Robert Harting im Olympiastadion von London © Alexander Hassenstein/Getty Images

Dieser Text ist Ausgangspunkt für das dritte Philosophische Armdrücken. In der Sport-Debatte von ZEIT ONLINE geht es dieses Mal um die Frage: "Wozu Sportförderung: Braucht Deutschland Staatssportler?" Der Philosoph Gunter Gebauer wird dazu am Dienstag, den 9. Juli im Veranstaltungsraum von ZEIT ONLINE mit Michael Vesper diskutieren, dem Generalsekretär des Deutschen Olympischen Sportbundes (DOSB). Anmelden können Sie sich hier.

Nach seinem Olympiasieg zerreißt Robert Harting sein Trikot. Die Goldmedaille wird Deutschland gutgeschrieben, die Trikotszene aber gehört zu seiner Performance. Man muss dieses Theater nicht mögen – in einem Punkt hat Harting recht: Sport ist zur Show geworden. Und sein Part wird viel zu gering bezahlt.

Welche Rolle spielen Spitzensportler für die Öffentlichkeit, die diese Show fordert und genießt? Die Medien und die Politik zählen die Medaillen; vom Ergebnis ihrer Addition wird ihr Urteil über die Athleten und ihre Trainer bestimmt.
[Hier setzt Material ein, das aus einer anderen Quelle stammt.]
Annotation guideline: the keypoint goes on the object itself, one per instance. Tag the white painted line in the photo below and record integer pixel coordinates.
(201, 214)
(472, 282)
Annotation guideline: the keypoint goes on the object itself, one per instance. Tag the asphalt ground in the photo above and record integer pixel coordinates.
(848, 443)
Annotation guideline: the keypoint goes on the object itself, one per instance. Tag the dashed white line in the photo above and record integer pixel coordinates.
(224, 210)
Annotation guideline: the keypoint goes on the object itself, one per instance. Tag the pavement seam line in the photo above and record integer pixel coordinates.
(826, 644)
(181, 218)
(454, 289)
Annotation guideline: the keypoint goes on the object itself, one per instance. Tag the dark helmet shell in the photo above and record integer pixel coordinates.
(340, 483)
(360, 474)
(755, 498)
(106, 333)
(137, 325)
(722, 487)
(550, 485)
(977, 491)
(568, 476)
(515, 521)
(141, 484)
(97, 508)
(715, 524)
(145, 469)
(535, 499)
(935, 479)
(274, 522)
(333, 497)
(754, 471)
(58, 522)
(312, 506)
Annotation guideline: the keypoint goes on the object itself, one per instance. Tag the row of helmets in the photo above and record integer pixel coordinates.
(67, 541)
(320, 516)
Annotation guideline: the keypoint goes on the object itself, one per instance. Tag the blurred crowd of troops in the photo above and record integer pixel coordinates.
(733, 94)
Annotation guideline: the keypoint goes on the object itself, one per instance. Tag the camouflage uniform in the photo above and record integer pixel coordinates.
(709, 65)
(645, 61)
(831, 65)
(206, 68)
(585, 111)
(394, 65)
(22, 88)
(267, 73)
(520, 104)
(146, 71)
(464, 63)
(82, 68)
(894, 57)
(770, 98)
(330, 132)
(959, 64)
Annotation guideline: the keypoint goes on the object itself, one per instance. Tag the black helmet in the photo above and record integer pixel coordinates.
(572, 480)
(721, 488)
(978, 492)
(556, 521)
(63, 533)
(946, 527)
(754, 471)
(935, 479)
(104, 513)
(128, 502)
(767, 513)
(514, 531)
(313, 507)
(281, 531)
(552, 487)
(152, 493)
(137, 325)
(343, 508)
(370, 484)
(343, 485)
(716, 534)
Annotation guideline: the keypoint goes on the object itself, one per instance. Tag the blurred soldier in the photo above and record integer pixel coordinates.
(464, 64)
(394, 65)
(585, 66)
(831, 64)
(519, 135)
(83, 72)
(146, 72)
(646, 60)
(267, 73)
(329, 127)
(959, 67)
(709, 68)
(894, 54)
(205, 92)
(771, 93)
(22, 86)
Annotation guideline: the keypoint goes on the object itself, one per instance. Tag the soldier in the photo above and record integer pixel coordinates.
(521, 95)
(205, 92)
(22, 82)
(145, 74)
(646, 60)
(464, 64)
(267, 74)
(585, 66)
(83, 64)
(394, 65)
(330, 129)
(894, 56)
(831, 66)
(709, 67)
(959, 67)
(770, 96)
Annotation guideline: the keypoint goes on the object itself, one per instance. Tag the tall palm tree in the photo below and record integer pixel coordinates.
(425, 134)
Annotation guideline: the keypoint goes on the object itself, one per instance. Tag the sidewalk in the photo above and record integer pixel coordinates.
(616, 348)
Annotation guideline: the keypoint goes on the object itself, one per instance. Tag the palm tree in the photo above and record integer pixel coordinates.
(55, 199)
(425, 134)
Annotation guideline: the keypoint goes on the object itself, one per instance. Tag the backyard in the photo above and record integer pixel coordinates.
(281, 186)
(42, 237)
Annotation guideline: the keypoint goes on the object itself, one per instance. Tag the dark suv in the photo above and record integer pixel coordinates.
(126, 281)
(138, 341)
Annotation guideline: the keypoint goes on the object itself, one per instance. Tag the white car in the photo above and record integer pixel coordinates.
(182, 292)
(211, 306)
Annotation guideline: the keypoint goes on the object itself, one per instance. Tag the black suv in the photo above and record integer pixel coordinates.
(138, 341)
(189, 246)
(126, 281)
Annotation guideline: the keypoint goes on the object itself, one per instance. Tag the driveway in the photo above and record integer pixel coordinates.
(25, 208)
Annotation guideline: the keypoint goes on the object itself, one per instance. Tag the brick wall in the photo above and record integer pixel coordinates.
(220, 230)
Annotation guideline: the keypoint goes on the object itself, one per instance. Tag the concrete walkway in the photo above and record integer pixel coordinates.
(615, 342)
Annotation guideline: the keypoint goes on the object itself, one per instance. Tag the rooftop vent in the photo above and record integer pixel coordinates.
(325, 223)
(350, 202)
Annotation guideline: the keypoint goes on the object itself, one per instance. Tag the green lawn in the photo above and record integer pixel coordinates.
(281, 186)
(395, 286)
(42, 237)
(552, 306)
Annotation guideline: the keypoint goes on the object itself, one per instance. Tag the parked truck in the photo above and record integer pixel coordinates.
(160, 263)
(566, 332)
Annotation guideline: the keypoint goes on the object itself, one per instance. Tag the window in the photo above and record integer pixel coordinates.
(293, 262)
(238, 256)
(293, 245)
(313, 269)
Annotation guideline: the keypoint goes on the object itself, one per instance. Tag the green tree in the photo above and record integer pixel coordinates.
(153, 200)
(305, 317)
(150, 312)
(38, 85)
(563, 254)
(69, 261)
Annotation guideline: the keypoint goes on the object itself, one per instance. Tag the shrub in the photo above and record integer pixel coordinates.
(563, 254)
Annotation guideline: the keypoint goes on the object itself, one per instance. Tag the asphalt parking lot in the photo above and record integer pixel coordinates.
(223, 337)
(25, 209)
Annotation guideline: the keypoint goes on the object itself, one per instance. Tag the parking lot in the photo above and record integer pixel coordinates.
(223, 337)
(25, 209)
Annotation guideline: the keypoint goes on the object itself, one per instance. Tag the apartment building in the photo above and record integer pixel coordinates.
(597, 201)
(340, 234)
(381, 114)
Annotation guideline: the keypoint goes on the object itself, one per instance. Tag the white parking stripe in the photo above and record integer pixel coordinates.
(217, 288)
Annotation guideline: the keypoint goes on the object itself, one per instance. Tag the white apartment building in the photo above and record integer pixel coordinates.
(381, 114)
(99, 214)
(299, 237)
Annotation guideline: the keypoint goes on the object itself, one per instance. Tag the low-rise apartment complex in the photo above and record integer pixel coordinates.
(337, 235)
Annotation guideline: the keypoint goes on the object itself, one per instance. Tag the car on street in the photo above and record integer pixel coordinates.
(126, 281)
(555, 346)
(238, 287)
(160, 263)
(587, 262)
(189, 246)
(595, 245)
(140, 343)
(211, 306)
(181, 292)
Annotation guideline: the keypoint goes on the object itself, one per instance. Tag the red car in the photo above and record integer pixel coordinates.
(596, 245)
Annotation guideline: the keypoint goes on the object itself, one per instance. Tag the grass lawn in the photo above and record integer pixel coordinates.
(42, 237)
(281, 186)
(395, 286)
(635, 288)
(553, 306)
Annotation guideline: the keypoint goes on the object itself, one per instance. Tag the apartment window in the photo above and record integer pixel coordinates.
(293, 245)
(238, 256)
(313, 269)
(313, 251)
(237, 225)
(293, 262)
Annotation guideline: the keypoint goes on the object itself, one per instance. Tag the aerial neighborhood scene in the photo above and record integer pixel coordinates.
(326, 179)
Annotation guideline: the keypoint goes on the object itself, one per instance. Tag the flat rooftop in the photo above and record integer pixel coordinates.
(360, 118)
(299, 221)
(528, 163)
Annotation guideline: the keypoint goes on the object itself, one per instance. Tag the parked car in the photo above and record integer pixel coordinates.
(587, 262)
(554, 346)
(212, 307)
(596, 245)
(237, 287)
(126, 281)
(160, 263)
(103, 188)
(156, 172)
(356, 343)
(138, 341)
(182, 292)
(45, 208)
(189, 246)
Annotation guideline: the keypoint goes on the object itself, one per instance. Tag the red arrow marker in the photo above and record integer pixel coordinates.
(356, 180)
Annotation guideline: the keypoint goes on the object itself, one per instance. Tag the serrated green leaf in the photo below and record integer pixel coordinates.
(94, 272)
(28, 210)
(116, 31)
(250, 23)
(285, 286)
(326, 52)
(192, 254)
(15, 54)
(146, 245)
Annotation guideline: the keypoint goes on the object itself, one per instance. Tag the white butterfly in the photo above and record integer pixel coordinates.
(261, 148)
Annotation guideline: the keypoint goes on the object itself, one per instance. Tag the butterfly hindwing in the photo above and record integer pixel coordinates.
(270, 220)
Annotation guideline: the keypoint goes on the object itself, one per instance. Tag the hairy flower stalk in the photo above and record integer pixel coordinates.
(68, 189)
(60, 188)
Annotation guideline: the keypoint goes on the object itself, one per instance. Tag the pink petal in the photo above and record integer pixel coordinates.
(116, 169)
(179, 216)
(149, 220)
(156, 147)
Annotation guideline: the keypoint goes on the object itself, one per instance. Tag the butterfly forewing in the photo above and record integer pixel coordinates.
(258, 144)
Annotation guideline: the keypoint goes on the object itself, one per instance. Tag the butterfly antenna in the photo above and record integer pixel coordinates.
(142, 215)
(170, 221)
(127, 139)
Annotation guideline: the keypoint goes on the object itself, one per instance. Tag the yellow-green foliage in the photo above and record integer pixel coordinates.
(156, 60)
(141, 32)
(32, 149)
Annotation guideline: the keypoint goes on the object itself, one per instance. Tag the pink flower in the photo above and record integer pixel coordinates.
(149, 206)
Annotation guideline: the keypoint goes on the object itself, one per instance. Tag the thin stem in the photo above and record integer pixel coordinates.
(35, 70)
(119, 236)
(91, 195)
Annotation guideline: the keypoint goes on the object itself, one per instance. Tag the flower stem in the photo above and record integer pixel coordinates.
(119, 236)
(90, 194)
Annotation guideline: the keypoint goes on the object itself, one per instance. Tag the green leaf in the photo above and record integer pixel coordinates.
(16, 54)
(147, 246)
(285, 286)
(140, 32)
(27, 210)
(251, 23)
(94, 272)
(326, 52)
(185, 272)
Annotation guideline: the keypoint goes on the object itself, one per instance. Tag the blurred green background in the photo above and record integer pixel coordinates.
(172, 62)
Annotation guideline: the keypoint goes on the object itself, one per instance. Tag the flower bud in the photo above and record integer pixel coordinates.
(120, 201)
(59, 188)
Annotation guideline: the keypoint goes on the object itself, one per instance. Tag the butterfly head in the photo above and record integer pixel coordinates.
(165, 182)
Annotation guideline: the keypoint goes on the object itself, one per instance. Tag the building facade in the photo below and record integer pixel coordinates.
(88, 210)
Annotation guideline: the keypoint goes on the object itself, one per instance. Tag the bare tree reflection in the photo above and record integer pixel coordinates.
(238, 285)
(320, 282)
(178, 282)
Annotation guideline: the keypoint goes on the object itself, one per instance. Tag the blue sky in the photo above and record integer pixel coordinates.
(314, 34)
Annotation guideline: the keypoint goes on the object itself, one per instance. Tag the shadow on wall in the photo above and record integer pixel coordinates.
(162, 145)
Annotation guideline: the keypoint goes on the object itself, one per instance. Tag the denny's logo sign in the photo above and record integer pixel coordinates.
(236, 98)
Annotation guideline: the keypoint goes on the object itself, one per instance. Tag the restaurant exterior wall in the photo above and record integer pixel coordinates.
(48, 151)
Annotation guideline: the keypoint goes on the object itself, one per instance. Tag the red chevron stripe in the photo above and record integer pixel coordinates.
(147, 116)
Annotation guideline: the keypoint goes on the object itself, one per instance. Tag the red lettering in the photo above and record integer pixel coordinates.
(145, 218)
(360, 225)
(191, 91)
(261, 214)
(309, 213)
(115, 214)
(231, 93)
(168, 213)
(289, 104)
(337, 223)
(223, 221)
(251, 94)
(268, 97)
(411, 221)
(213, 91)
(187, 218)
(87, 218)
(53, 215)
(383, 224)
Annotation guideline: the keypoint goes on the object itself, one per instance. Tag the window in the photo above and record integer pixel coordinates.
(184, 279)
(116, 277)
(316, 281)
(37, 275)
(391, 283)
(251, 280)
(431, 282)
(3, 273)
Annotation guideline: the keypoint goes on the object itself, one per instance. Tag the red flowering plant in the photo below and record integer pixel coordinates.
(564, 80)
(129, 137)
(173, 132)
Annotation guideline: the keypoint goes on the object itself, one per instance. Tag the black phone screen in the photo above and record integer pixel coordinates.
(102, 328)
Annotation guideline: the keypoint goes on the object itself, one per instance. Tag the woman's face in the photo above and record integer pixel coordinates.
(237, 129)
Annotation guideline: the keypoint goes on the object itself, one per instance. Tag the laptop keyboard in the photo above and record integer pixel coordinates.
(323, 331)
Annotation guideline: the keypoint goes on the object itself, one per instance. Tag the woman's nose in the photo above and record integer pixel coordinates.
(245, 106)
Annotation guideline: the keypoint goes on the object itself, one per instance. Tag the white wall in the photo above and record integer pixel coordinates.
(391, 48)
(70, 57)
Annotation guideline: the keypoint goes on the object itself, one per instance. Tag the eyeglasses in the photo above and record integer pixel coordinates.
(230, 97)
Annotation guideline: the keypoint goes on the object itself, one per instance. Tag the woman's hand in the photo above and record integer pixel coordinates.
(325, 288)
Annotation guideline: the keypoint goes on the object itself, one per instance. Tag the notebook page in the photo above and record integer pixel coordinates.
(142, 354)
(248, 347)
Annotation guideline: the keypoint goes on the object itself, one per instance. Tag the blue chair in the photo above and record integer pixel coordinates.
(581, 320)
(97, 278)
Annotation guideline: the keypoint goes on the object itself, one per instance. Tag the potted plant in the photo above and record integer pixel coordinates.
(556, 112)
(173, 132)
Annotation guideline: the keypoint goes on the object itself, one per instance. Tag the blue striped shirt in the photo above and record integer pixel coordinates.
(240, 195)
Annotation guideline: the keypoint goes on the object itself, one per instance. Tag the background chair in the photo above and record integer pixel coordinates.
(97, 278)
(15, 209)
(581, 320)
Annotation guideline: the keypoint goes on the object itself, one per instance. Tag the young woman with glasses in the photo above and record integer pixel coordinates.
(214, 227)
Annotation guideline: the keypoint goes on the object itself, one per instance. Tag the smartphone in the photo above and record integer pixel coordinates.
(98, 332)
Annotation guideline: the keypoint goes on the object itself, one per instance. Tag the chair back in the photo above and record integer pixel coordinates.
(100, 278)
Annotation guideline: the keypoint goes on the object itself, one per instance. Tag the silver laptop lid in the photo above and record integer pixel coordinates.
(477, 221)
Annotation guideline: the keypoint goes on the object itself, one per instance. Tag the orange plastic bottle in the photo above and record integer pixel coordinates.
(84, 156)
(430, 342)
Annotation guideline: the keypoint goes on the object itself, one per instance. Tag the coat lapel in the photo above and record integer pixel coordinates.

Eine möglichst große Medaillenausbeute macht für sie den Rang aus, den Deutschland im Wettbewerb der Nationen innehat. Sportler werden dafür verantwortlich gemacht, dass unser Land im Rang ganz oben liegt. Bei einem minderen Rang werden sie abgekanzelt. Für die Unterstützung, die ihnen der Staat hier und da gewährt, haben sie sich voll hinzugeben. Dies ist die Sicht von oben; von dort aus sehen die Medien, Politiker, Verbandsfunktionäre und Teile des Publikums auf sie herab.

Wie verkehrt diese Sicht ist, erkennt man, wenn man die Athleten der olympischen Disziplinen mit den Profis im Fußball vergleicht. Wenn ein deutscher Verein ein wichtiges Spiel verliert, fallen die Maßnahmen wie Kritik, Gehaltskürzungen oder Mannschaftsumstellung in die Zuständigkeit des Vereins. Von einer schlechten Repräsentation Deutschlands würde man wohl kaum reden, auch weil ausländische Spieler in die Mannschaft integriert sind. Die Profi-Fußballer verdienen ihr Geld in Events, die das Publikum unterhalten. An den generierten Millionen werden die Spieler indirekt, als wesentlicher Teil eines ökonomischen Kreislaufs beteiligt. Dies ist insofern berechtigt, als ihr Können weithin anerkannt und als wichtiger Teil des emotionalen Lebens ihrer Zuschauer genossen wird.

Potentaten aus aller Welt sonnen sich im Glanze ihrer Goldmedaillen

Bei den olympischen Sportarten ist das grundlegend anders: Die Athleten erhalten de facto einen staatlichen Auftrag und werden im Gegenzug wie Almosenempfänger behandelt. Worum es dem Staat einzig geht, ist ein weltweiter Leistungsvergleich, der sich angeblich im Medaillenspiegel abbildet. Sportler treten hier nicht als sie selbst, sondern als Repräsentanten ihrer Nation an. Mit einem erfolgreichen Ausdruck hat Benedict Anderson Nationen als "imagined communities" bezeichnet. Weiter gedacht müssten dann auch deren Repräsentationen als "imagined" angenommen werden: Nationale Repräsentation durch Sportmedaillen sind blanke Illusion; sie dient vielfach dazu, die Rückständigkeit von sozialen und politischen Systemen hinter der Fassade von Olympia-Erfolgen zu verbergen.

So kommt es, dass Länder, die keine Sozial- und Kranken-Versicherung, keine Gewerkschaften und geringe Freiheitsrechte haben, bei Olympia glänzende Reputationsgewinne einfahren. Auf der Londoner Olympiatribüne sonnten sich Potentaten aus aller Welt im Glanze ihrer Goldmedaillen. Eine solche Vorstellung von Repräsentation kann man für die Bundesrepublik nicht gelten lassen.